Sticking with similar territory, you’ll remember the hoo ha about thousands of objects going missing at the British Museum (and others), when various unprofessional practices emerged such as there being no overall catalogue of articles in its possession. At the time politician turned journalist turned museum overseer George Osborne stuck to a defensive line, despite a source, interviewed in the media, being able to tell the story of how these losses/thefts came about. He’s now admitted ‘we failed in our duty to look after objects’. ‘The British Museum must “own [its] mistakes” and not shy away from controversy, chair George Osborne has said in a speech at the institution’s annual dinner for trustees. Acknowledging that 2023 has not been the “easiest of years” for the museum, Osborne pledged that it would be more open in addressing contentious issues such repatriation, as well as confronting its failures in dealing with the alleged thefts.“I think too often we’ve thought: let’s keep quiet; if we don’t talk about things that are difficult, then no one else will,” he said’. Museum watchers will be keen to see whether this new policy of transparency takes root: if only the same could be said for politics.
Finally, chocolate lovers and others have long lamented the perceived decline in the quality of the goods when a huge conglomerate takes over an iconic British brand: this happened with Cadbury’s and Fry’s to name just two.
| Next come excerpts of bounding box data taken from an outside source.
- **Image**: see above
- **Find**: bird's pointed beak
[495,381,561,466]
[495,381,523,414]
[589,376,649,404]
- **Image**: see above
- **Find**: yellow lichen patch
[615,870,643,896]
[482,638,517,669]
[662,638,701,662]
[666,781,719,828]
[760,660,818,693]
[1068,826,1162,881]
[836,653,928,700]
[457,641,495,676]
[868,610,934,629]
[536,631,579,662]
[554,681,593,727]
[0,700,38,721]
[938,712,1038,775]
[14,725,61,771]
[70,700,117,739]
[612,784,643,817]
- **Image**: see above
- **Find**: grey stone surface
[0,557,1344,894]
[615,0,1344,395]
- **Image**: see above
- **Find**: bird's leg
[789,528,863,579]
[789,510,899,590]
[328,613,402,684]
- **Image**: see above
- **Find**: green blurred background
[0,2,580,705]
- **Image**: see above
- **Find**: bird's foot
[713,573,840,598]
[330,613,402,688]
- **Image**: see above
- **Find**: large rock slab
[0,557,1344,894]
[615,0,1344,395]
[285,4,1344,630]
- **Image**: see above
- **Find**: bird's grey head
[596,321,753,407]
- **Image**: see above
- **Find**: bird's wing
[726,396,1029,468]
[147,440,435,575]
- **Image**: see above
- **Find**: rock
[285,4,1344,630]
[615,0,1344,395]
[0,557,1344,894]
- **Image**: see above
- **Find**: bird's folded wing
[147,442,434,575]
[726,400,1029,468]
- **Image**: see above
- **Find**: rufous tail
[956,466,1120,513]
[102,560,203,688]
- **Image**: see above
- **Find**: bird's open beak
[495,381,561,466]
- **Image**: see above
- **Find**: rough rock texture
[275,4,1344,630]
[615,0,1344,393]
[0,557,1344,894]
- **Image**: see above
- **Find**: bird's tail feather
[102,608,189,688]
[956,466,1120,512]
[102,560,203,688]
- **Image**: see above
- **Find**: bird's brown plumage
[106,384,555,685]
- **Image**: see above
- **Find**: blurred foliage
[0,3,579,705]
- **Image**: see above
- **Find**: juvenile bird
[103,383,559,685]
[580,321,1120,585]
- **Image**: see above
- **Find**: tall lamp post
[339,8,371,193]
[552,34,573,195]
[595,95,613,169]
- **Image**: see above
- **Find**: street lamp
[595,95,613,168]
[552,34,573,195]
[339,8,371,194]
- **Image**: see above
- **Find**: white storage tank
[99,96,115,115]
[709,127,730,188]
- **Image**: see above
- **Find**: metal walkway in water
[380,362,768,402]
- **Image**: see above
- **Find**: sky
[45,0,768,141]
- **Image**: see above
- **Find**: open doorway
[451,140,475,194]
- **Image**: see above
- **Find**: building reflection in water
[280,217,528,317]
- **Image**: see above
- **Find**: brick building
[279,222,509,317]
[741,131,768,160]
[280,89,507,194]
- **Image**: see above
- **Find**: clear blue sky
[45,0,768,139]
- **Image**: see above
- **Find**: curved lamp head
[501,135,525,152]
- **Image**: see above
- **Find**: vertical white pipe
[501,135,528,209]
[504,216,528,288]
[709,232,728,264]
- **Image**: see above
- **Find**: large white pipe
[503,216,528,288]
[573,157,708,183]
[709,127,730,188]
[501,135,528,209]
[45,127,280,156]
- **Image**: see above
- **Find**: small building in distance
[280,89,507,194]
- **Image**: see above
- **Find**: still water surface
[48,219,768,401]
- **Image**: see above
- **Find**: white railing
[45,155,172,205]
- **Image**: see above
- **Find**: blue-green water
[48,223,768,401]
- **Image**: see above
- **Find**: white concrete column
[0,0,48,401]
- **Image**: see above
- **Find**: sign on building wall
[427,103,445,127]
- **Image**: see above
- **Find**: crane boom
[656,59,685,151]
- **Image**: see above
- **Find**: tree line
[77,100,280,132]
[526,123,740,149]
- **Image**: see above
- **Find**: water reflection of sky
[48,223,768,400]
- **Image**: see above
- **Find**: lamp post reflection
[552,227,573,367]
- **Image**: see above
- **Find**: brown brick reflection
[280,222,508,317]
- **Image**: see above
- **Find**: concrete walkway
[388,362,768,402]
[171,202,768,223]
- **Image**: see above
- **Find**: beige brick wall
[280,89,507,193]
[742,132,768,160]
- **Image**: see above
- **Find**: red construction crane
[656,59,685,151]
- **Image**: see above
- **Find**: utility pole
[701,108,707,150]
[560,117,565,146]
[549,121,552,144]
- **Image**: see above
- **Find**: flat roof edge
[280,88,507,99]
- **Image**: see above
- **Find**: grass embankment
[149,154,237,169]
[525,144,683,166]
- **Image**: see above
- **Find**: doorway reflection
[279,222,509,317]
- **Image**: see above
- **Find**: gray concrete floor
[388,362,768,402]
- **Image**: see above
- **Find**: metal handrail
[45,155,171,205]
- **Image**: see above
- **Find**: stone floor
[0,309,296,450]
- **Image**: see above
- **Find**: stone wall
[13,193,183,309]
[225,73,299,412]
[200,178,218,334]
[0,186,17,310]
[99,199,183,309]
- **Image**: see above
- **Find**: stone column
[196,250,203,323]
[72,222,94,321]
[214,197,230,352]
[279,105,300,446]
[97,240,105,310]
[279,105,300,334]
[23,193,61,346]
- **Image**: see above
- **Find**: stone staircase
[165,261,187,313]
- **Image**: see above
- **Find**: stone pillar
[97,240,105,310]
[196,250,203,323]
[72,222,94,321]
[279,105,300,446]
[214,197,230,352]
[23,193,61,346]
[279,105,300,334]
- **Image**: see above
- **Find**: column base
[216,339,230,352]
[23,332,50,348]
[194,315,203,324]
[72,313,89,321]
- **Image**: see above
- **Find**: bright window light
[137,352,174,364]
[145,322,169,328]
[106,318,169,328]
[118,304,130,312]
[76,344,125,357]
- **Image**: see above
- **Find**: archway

We now hear that upmarket brand Hotel Chocolat, which boasts many high street outlets and a chain of cafes, has fallen prey to this scenario, allowing itself to be bought out by the US food and confectionery empire Mars, in a £534m deal. Hotel Chocolat isn’t any old brand: in 2006 its co-founder Angus Thirwell bought the 250-acre Rabot cocoa estate in St Lucia, part of the company’s mission to produce more sophisticated chocolates with ‘more cocoa, less sugar’ and to treat its farmers fairly. This is in contrast to what Thirwell considers to be the quality of supermarket chocolate: ‘boring and rubbish quality’. It seems the reason for this deal is HC’s struggle to expand into the US and Japan but not having the muscle for this which ‘big chocolate’ does have.
Thirwell sent customers a bullish email yesterday, saying that Mars has similar values and priorities to HC. He will remain CEO and they will operate as a standalone brand within Mars: ‘I would like to reassure you that our mission to make people and nature happy through re-inventing chocolate very much remains in place… Onwards with the chocolate revolution!’
It will be interesting to see how this pans out.
Meanwhile, it should be an interesting if worrying fortnight ahead, with the Autumn Statement due on Wednesday and the start, at the Covid Inquiry, of evidence from Sir Patrick Vallance (whose diary extracts we’ve heard recently) and with Boris Johnson appearing soon. Will he or won’t he behave in the same petulant and avoidant manner he adopted at the Commons Partygate interrogation?